Tanto per cominciare, studiamo poco: «Il tasso di laureati è appena del 30%, ce la giochiamo con la Romania. L’Italia spreca molti giovani, spesso di origine straniera. Ne abbiamo pochi e anche poco preparati e tutti i test ci vedono in fondo alla classifica. Faccio un esempio lontano: la Corea del Sud ha problemi demografici simili ma il 70% dei laureati». Nel mondo ultra competitivo di oggi se non ci prepareremo andremo fuori gioco e Francesco Billari non ha dubbi: «Tutti dovrebbero essere più preparati, adulti compresi. Non possiamo permetterci i Neet, bisogna includere i giovani che hanno perso le speranze e le donne, senza dimenticare la bassa partecipazione degli uomini. Se ne parla poco ma abbiamo anche il più basso tasso di occupazione maschile in Europa». Per lui l’immigrazione è una straordinaria opportunità: «Gli Stati Uniti sono cresciuti nella diversità più totale perché la diversità è ricchezza.
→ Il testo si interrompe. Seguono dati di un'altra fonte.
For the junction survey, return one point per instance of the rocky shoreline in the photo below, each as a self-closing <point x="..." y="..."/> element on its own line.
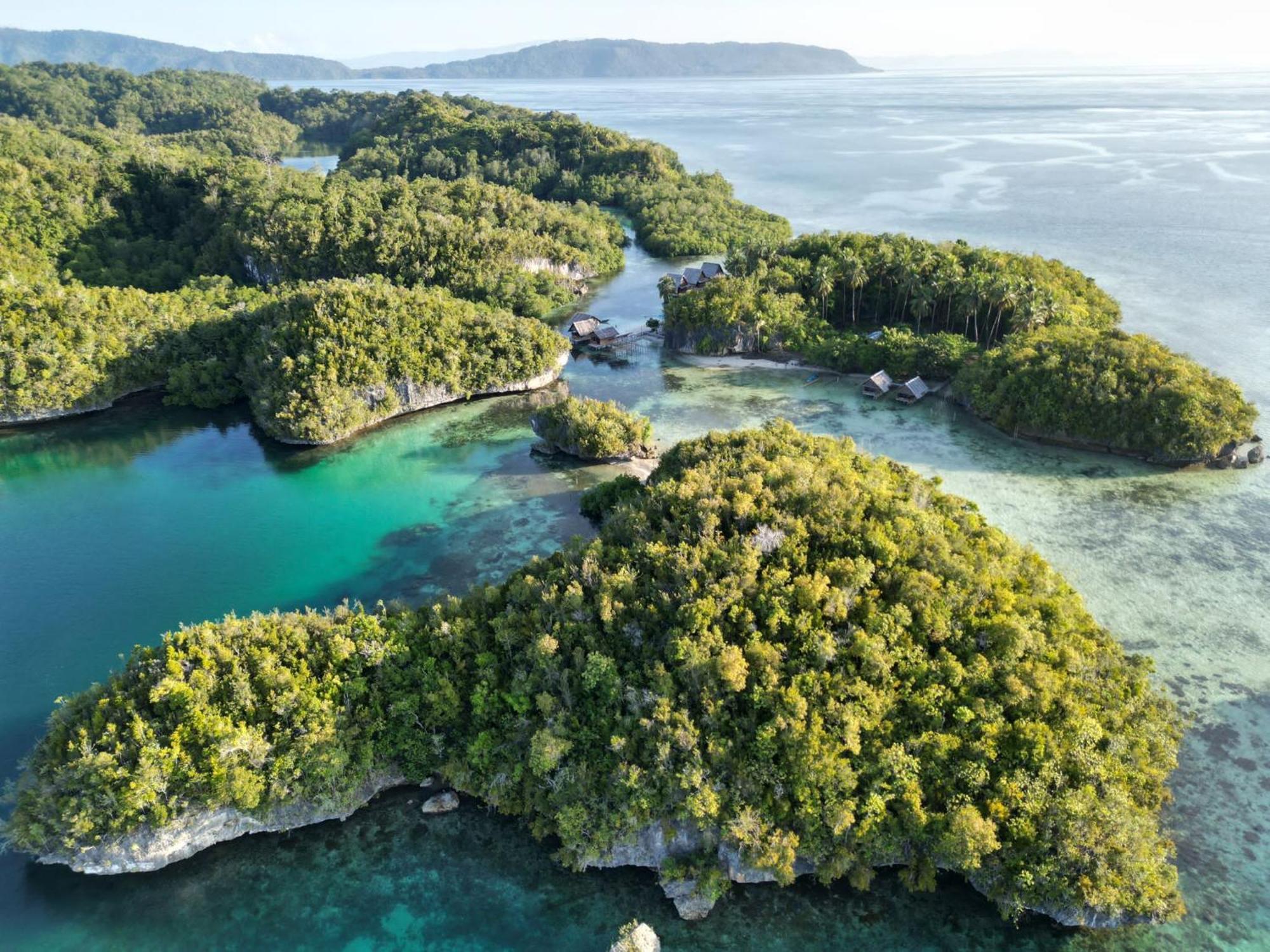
<point x="413" y="398"/>
<point x="149" y="849"/>
<point x="650" y="847"/>
<point x="49" y="416"/>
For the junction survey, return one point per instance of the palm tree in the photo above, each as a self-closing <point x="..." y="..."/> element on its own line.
<point x="822" y="284"/>
<point x="858" y="277"/>
<point x="924" y="303"/>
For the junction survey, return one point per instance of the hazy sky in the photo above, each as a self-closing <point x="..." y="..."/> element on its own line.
<point x="1211" y="32"/>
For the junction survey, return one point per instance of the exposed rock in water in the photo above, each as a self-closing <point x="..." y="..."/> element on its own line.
<point x="153" y="849"/>
<point x="441" y="804"/>
<point x="637" y="937"/>
<point x="736" y="340"/>
<point x="688" y="903"/>
<point x="571" y="271"/>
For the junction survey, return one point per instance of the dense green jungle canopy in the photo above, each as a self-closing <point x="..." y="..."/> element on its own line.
<point x="805" y="652"/>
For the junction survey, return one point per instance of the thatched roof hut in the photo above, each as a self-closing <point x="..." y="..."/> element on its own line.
<point x="912" y="390"/>
<point x="878" y="385"/>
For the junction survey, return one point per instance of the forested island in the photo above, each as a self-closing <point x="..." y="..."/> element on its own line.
<point x="594" y="430"/>
<point x="1029" y="343"/>
<point x="152" y="241"/>
<point x="780" y="657"/>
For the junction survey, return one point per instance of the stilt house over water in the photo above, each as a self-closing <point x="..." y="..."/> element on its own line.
<point x="694" y="279"/>
<point x="584" y="328"/>
<point x="912" y="390"/>
<point x="878" y="385"/>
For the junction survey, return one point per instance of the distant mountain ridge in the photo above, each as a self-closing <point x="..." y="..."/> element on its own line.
<point x="138" y="55"/>
<point x="567" y="59"/>
<point x="556" y="60"/>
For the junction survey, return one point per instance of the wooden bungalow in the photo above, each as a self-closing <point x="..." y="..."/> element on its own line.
<point x="878" y="385"/>
<point x="694" y="279"/>
<point x="912" y="390"/>
<point x="584" y="328"/>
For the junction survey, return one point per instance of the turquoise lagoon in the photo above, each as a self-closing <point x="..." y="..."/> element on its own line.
<point x="119" y="526"/>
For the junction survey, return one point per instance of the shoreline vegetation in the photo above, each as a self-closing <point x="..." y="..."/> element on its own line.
<point x="594" y="431"/>
<point x="793" y="656"/>
<point x="1029" y="345"/>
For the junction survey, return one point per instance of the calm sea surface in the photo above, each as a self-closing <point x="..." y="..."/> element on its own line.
<point x="120" y="526"/>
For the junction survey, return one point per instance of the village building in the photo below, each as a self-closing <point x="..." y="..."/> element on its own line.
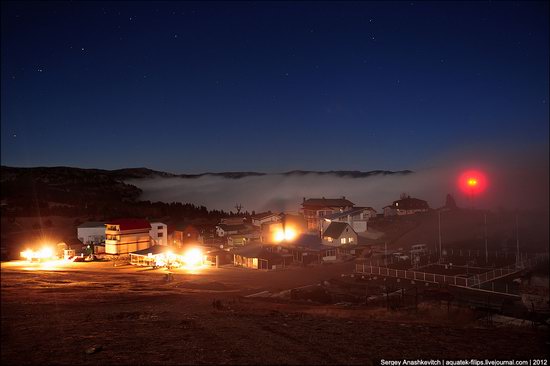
<point x="124" y="236"/>
<point x="316" y="209"/>
<point x="188" y="235"/>
<point x="339" y="233"/>
<point x="264" y="217"/>
<point x="159" y="233"/>
<point x="259" y="257"/>
<point x="308" y="249"/>
<point x="406" y="206"/>
<point x="226" y="229"/>
<point x="233" y="220"/>
<point x="296" y="223"/>
<point x="91" y="232"/>
<point x="357" y="217"/>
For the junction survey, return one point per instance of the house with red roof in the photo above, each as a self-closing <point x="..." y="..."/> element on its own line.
<point x="315" y="209"/>
<point x="123" y="236"/>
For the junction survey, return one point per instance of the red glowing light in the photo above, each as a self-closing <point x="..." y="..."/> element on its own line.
<point x="472" y="182"/>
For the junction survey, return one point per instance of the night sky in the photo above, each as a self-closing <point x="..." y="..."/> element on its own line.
<point x="271" y="87"/>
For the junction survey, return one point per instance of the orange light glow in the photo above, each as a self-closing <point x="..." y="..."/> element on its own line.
<point x="288" y="234"/>
<point x="472" y="182"/>
<point x="41" y="255"/>
<point x="193" y="257"/>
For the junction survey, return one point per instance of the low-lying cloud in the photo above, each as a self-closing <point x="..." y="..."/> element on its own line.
<point x="515" y="181"/>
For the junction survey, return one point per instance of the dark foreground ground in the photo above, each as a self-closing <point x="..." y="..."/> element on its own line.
<point x="137" y="317"/>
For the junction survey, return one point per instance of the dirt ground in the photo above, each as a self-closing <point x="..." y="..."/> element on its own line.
<point x="54" y="315"/>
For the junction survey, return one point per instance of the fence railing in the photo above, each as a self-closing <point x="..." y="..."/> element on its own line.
<point x="481" y="278"/>
<point x="456" y="280"/>
<point x="411" y="275"/>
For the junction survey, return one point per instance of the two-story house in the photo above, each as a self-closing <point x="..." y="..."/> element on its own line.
<point x="316" y="209"/>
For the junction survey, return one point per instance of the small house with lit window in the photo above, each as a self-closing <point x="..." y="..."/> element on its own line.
<point x="406" y="206"/>
<point x="339" y="233"/>
<point x="124" y="236"/>
<point x="159" y="233"/>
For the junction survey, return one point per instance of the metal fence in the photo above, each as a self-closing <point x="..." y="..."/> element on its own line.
<point x="481" y="278"/>
<point x="457" y="280"/>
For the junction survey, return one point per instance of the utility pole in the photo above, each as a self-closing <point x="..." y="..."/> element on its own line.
<point x="439" y="232"/>
<point x="517" y="241"/>
<point x="486" y="252"/>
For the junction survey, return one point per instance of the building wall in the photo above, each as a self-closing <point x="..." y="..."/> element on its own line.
<point x="159" y="233"/>
<point x="124" y="242"/>
<point x="388" y="211"/>
<point x="409" y="212"/>
<point x="348" y="234"/>
<point x="91" y="235"/>
<point x="259" y="222"/>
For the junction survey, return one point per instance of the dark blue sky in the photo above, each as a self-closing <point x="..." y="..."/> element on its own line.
<point x="195" y="87"/>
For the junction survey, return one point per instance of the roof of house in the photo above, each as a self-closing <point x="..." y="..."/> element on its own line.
<point x="130" y="224"/>
<point x="310" y="242"/>
<point x="263" y="215"/>
<point x="226" y="227"/>
<point x="327" y="202"/>
<point x="92" y="224"/>
<point x="335" y="229"/>
<point x="256" y="251"/>
<point x="353" y="211"/>
<point x="155" y="249"/>
<point x="410" y="203"/>
<point x="159" y="249"/>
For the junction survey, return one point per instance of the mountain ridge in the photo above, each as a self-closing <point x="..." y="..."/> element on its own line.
<point x="142" y="172"/>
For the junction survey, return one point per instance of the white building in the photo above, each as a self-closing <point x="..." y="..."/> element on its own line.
<point x="91" y="232"/>
<point x="225" y="229"/>
<point x="339" y="233"/>
<point x="159" y="233"/>
<point x="357" y="218"/>
<point x="263" y="217"/>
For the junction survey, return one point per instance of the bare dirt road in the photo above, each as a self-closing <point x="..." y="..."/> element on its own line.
<point x="135" y="316"/>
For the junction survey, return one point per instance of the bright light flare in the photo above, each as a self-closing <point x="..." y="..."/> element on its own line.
<point x="41" y="255"/>
<point x="288" y="234"/>
<point x="193" y="257"/>
<point x="472" y="182"/>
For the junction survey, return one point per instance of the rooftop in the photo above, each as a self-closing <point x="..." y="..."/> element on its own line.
<point x="353" y="211"/>
<point x="327" y="202"/>
<point x="335" y="229"/>
<point x="92" y="224"/>
<point x="130" y="224"/>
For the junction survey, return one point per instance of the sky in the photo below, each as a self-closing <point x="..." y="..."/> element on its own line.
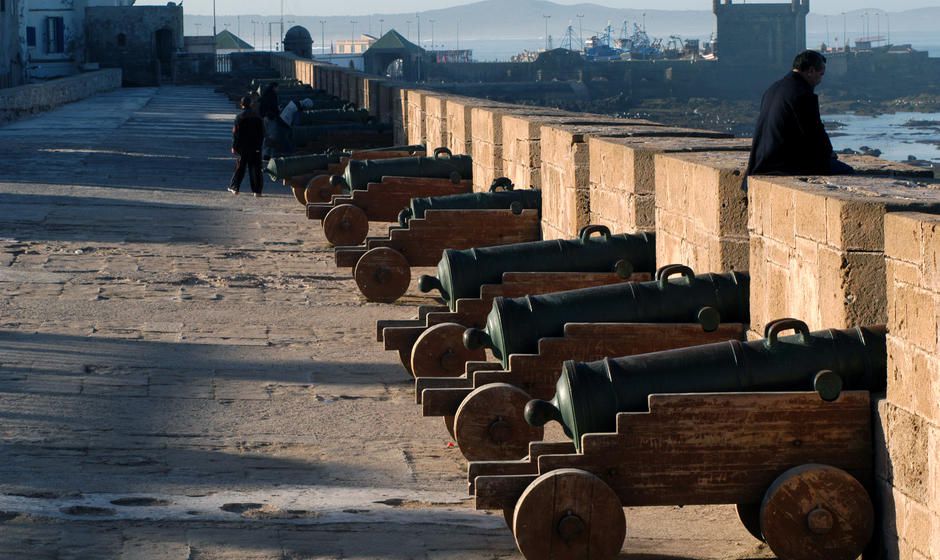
<point x="360" y="7"/>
Non abbiamo realizzato che la scuola doveva cambiare con il cambiamento demografico e invece abbiamo incoraggiato la polarizzazione: classi con troppi figli di immigrati o con troppi italiani. Con il 15% di nati con entrambi genitori stranieri la scuola non può non cambiare. Anche nei suoi tempi: serve l’accorciamento delle vacanze estive. Lasciamo indietro dei potenziali talenti: lo vediamo bene nello sport, lo potremmo vedere in altri campi».
Sul caso delle dimissioni di alcuni dei rettori delle più prestigiose università Usa per aver difeso posizioni estremiste, Billari ricorda che «la situazione è problematica anche a Oxford dove ho insegnato. Sono sempre stato colpito dal fatto che ci possa esser chi chieda le dimissioni di un professore perché ha idee diverse o affronta temi scomodi. Non fa bene al sistema universitario. Alcuni dei rettori in questione hanno però difeso posizioni intolleranti degli studenti e questo non è accettabile. Non c’è cittadinanza per la discriminazione e l’errore è stato proprio tollerarla, in quel caso contro gli ebrei. Poi ci sono le esagerazioni: negli Usa circolano studi che propongono test d’intelligenza in base alle diverse etnie. In realtà misurano soltanto l’esito di processi sociali secolari: l’intelligenza non dipende certo dall’essere maschio o femmina, bianco o nero. La selezione sociale è esistita ed esiste. Compito degli studiosi è ricordarlo, sottolinearne gli effetti e promuovere la diversità, che è comunque positiva».